Signal 4 (SIGILL) originates in ClientInfo::read (src/Interpreters/ClientInfo.cpp), which deserializes initial_address from the native TCP wire and constructs Poco::Net::SocketAddress directly from that string. When the port part is non-numeric (or above 65535), Poco resolves it through getservbyname, a non-reentrant libc function that base/harmful replaces with __builtin_trap() in debug and sanitizer builds. That is an uncatchable hard crash, not a recoverable exception.

ClientInfo::write always serializes the address as a numeric host:port via SocketAddress::toString(), so a well-formed stream never reaches the getservbyname branch. A corrupted or desynchronized stream can feed an arbitrary string here (for example TCPHandler::processUnexpectedQuery -> skipData when a Data packet is mis-parsed under stress with query fuzzing and fault injection), turning untrusted wire input into a server crash.
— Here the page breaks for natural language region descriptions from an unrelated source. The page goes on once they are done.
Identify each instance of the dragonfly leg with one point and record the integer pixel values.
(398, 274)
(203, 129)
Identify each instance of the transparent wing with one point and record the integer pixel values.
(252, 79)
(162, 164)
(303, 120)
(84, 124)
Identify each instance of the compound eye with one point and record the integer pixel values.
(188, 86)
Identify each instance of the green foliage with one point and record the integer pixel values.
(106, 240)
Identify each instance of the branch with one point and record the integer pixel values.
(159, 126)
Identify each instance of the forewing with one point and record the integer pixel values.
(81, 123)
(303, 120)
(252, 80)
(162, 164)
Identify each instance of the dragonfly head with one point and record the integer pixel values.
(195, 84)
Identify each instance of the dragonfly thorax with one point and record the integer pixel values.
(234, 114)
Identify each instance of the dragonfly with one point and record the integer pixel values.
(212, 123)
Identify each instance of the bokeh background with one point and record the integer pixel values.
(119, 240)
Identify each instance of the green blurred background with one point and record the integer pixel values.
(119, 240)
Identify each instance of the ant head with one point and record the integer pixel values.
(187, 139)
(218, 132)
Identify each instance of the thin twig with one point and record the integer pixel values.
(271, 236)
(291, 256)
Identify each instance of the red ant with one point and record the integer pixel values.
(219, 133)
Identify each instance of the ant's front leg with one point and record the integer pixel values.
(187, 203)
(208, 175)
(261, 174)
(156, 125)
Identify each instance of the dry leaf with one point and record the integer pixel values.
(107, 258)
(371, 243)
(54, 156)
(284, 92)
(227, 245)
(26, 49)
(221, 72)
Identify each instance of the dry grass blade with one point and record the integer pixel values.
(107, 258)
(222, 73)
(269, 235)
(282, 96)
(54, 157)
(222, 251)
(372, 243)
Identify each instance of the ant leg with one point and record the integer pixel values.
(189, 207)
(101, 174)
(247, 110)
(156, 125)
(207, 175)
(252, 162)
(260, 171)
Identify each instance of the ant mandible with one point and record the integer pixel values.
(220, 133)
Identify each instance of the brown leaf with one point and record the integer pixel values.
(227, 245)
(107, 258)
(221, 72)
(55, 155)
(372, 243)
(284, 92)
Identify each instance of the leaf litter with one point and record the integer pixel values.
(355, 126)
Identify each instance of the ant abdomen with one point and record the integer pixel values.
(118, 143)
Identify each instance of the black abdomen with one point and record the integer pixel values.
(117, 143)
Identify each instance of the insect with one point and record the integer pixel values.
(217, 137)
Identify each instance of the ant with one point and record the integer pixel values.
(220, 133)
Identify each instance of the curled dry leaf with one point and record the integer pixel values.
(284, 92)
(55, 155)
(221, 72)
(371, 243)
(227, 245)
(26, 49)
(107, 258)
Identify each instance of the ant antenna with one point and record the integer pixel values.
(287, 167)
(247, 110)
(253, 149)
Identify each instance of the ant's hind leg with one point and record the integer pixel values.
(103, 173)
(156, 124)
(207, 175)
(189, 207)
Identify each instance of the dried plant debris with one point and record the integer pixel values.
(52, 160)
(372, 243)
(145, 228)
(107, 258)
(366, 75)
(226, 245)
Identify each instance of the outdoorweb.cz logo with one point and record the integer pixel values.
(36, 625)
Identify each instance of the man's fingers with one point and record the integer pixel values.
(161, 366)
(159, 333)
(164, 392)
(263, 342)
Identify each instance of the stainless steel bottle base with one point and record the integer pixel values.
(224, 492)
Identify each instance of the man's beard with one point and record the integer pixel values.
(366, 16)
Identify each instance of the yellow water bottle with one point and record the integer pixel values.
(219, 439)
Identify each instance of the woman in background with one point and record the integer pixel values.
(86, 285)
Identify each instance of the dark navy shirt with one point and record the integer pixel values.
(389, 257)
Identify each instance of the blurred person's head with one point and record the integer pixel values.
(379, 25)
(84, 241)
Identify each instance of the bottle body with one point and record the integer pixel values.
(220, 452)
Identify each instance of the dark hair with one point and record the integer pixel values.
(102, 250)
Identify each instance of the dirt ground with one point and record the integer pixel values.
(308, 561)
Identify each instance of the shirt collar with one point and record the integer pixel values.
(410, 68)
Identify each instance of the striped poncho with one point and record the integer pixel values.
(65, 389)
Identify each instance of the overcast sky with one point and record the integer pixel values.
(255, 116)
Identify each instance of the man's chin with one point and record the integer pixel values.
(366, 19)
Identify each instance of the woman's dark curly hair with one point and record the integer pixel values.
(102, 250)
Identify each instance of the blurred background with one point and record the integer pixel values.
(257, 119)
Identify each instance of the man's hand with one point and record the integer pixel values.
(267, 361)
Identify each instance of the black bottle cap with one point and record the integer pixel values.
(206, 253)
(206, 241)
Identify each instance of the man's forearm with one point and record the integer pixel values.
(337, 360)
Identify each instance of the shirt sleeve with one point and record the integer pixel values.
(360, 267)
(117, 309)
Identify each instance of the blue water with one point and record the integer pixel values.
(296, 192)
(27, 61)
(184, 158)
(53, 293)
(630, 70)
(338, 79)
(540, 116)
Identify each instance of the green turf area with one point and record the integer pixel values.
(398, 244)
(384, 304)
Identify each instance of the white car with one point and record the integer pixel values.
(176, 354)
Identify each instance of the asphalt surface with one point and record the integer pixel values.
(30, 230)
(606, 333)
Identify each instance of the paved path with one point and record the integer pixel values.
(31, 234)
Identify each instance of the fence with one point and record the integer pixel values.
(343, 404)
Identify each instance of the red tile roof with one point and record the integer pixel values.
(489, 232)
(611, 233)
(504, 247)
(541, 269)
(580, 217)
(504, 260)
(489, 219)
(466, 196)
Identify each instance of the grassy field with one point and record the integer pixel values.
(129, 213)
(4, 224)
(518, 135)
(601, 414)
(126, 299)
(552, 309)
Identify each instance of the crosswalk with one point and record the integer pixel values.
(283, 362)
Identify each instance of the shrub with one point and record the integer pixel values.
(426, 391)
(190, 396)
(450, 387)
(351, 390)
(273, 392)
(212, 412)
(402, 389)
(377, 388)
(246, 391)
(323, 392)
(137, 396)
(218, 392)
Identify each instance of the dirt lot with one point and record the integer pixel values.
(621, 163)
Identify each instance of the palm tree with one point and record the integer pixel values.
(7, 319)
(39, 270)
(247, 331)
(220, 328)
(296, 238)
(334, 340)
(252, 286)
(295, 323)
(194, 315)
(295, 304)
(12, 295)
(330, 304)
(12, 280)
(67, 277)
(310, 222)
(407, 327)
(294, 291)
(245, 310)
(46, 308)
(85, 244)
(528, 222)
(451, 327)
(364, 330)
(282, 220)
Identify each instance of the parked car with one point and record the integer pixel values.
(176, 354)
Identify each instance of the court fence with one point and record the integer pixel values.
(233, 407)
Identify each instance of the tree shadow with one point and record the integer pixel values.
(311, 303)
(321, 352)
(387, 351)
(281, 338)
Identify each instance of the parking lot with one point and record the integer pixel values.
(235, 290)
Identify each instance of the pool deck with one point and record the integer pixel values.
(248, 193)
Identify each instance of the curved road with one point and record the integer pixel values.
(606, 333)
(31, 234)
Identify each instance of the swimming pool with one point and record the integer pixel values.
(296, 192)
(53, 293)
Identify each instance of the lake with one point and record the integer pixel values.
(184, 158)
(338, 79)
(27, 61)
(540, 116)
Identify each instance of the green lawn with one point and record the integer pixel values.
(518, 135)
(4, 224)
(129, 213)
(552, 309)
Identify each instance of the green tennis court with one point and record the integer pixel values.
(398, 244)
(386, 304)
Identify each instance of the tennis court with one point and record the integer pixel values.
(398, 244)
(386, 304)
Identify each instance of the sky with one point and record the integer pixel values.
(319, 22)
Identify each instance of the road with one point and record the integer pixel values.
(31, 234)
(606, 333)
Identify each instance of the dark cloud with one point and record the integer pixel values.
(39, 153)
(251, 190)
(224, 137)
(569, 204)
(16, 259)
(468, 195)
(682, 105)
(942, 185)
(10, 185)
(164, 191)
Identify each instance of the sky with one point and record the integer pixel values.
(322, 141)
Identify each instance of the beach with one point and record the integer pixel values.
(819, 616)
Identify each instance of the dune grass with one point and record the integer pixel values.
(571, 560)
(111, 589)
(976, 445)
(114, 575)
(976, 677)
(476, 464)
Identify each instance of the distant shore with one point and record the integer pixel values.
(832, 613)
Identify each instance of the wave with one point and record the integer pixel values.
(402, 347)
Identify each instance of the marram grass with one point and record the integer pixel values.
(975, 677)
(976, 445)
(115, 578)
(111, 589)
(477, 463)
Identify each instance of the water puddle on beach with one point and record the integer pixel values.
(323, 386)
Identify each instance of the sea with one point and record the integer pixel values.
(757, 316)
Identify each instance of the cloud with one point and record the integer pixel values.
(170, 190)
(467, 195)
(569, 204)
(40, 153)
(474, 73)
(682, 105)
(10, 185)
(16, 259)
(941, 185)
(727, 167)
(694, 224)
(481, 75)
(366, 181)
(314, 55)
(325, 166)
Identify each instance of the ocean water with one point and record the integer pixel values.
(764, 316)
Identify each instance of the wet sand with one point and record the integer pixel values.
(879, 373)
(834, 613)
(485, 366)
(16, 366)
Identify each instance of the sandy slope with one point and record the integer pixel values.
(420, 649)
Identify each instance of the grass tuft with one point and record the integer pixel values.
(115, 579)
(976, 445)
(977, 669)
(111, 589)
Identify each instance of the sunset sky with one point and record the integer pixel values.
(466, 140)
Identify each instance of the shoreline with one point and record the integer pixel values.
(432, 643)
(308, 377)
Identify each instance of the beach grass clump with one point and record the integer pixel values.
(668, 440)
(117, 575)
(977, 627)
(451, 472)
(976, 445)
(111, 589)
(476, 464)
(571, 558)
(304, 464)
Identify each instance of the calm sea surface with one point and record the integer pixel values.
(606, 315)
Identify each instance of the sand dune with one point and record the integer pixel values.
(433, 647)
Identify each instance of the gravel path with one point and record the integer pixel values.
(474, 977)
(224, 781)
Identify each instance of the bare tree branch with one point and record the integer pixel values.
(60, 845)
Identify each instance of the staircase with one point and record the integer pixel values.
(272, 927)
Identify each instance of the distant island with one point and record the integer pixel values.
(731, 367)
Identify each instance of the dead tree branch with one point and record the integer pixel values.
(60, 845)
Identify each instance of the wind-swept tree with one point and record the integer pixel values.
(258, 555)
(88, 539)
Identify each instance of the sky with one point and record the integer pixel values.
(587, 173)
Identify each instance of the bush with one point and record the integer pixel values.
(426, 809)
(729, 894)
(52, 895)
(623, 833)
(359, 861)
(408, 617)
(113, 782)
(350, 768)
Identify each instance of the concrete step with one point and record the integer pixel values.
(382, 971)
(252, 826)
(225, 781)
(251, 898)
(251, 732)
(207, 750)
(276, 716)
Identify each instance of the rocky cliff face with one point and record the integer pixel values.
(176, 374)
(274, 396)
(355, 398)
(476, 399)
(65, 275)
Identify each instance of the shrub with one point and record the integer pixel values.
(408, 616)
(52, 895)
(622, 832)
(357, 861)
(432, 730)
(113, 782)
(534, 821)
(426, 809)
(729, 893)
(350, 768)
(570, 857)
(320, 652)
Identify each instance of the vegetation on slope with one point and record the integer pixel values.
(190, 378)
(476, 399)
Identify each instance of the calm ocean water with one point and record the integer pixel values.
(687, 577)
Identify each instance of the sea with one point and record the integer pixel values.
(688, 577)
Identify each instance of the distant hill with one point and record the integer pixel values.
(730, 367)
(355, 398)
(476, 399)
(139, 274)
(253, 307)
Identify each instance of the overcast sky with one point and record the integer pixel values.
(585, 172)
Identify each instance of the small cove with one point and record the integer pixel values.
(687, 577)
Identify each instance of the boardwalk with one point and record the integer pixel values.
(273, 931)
The fix validates that the port substring is numeric and in range before handing the string to Poco, locating the port exactly as Poco::Net::SocketAddress does (UNIX path, [ipv6]:port, and host:port first-colon split). Malformed input now raises a catchable INCORRECT_DATA exception and never calls getservbyname; legitimate numeric addresses, including IPv6, still parse. A unit-test round-trip confirms valid addresses are preserved.

This is pre-existing on master and not specific to any PR. It was surfaced by the Stress test (amd_asan_ubsan) job, STID 1781-3414, and observed on more than one unrelated PR.

CI report: https://s3.amazonaws.com/clickhouse-test-reports/json.html?PR=106189&sha=ef34fc53dcda266cca006edea8332247405ff46c&name_0=PR&name_1=Stress%20test%20%28amd_asan_ubsan%29

Version info

  • Merged into: 26.7.1.136

ClientInfo::read deserializes initial_address from the native TCP protocol
and constructs Poco::Net::SocketAddress directly from that string. When the
port part is non-numeric (or out of the 0..65535 range), Poco resolves it
via getservbyname(), a non-reentrant libc function that base/harmful replaces
with __builtin_trap() in debug and sanitizer builds. The result is a hard,
uncatchable SIGILL (Received signal 4) rather than a recoverable error.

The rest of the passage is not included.